OKMGJF began with a sudden movement to the front of the stage at the beginning of the last song, Cloudbusting. I gave the command: “go, go now,” whilst John played a path-clearing role for Jane as he took the lead and the pair of them arrived right at the front of the stage. I was a little way back and thought the moment was lost as Kate said her goodbyes downstage centre, too far from where they were on the right.
But then, just as she was leaving the stage, I saw Kate reach down and reappear holding Jane’s Flowers aloft. OKMGJF had triumphed. As we exited, slightly dazed by the operation’s complete success, we all congratulated ourselves on a job well done but in the glare of the house lights we felt a sudden uncomfortableness and without any goodbyes we shuffled off.
I’ve always been slightly jealous of academic colleagues of mine whose research involves analysis of aspects of fan culture, particularly popular music fandom. By and large they seem to be talking about their own fandom and its associated behaviours and then make larger claims about the wider relevance of such practices (in relation to issues of gender, race, politics, capitalism etc.). Their starting point, whether they foreground it in their writing or not, are the moments of pleasure they feel in enacting their fandom. Such starting points involve the sensory: hearing the music, pushing your way to the bar at a gig, having Sally reassuringly touch your arm. They also involve habits and routines that are to a degree, pre-cognitive. My own habits usually relate to a set of movements of the body designed to suppress outward expressions of enjoyment (there’s maybe a slight tapping of the foot).
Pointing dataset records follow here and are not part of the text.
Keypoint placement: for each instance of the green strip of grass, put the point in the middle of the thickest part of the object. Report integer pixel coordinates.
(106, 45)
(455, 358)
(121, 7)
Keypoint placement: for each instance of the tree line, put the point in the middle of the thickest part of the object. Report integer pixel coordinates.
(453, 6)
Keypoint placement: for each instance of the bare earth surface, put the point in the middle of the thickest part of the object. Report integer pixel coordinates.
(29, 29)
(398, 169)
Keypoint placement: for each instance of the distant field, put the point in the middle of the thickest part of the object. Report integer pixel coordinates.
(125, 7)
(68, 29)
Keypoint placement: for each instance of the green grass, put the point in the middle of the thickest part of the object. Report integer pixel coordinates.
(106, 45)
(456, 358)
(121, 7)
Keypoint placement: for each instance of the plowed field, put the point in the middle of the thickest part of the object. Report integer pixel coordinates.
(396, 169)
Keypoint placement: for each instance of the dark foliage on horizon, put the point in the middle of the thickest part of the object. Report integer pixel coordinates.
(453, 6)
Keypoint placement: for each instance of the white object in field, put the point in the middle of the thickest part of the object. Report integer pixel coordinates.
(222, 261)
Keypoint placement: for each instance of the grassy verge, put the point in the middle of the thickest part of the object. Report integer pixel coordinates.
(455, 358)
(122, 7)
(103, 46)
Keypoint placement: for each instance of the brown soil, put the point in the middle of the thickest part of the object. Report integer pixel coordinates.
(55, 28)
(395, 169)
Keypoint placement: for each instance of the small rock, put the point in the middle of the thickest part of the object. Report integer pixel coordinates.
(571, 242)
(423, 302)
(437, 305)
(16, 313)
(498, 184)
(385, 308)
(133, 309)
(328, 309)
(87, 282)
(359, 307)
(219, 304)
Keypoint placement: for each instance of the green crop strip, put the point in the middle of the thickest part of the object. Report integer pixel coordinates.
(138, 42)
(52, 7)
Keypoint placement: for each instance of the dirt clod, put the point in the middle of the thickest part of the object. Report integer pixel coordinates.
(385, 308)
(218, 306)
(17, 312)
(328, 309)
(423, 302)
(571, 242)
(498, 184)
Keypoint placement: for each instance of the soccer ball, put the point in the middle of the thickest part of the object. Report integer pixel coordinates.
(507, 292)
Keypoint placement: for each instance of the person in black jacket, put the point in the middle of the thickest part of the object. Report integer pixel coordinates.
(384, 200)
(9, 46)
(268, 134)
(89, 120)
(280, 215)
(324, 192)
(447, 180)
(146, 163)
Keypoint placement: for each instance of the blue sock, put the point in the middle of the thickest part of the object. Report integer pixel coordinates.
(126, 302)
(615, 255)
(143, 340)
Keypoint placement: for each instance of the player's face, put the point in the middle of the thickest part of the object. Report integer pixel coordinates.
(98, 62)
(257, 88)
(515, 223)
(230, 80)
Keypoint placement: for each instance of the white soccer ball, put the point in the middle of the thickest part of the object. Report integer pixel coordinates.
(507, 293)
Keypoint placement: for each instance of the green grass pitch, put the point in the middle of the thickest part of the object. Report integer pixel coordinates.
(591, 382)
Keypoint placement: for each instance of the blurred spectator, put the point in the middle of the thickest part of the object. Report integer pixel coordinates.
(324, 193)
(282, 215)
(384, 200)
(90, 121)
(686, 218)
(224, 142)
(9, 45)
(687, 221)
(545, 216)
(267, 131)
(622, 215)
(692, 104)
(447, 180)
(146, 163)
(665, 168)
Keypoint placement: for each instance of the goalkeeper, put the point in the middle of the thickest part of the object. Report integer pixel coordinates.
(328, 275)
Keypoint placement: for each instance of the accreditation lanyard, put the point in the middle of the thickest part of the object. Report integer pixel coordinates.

My point here is that whilst popular music studies is having a great time as it goes to gigs, scrambles around on the floor for confetti and writes research papers, over in other aspects of culture it’s all po-faced seriousness and not a tear in sight.
It’s not uncommon to find the researcher as participant in ethnographic studies of alternative media or community journalism but it’s harder to find the sensory discussed at all. It’s a discussion of texts or networks that tends to dominate. Yet when I undertake community journalism where I live (in Bournville in the UK), it’s the sensory aspects that dominate. The smell of chocolate permeates the air, it’s in your nostrils reminding you of everything from the lived experiences of the factory workers to the threat to the very future of the smell as a result of Cadbury’s takeover by Kraft.
As Sara Cohen’s excellent 1993 essay reminds us, popular music “is human activity involving social relationships, identities and collective practices”. So is journalism. Cohen’s interests are like mine, an interest in “practices and processes rather than upon structures, texts or products.”
So my trip to see Kate Bush ultimately made me think about the sensory encounters we have as researchers with the practices we feel passionate about. Bound up in the sensory are emotions, and too often we use the language of research or the methodological traditions of our subject domains to do as I do and contort ourselves rather that let our real feelings show.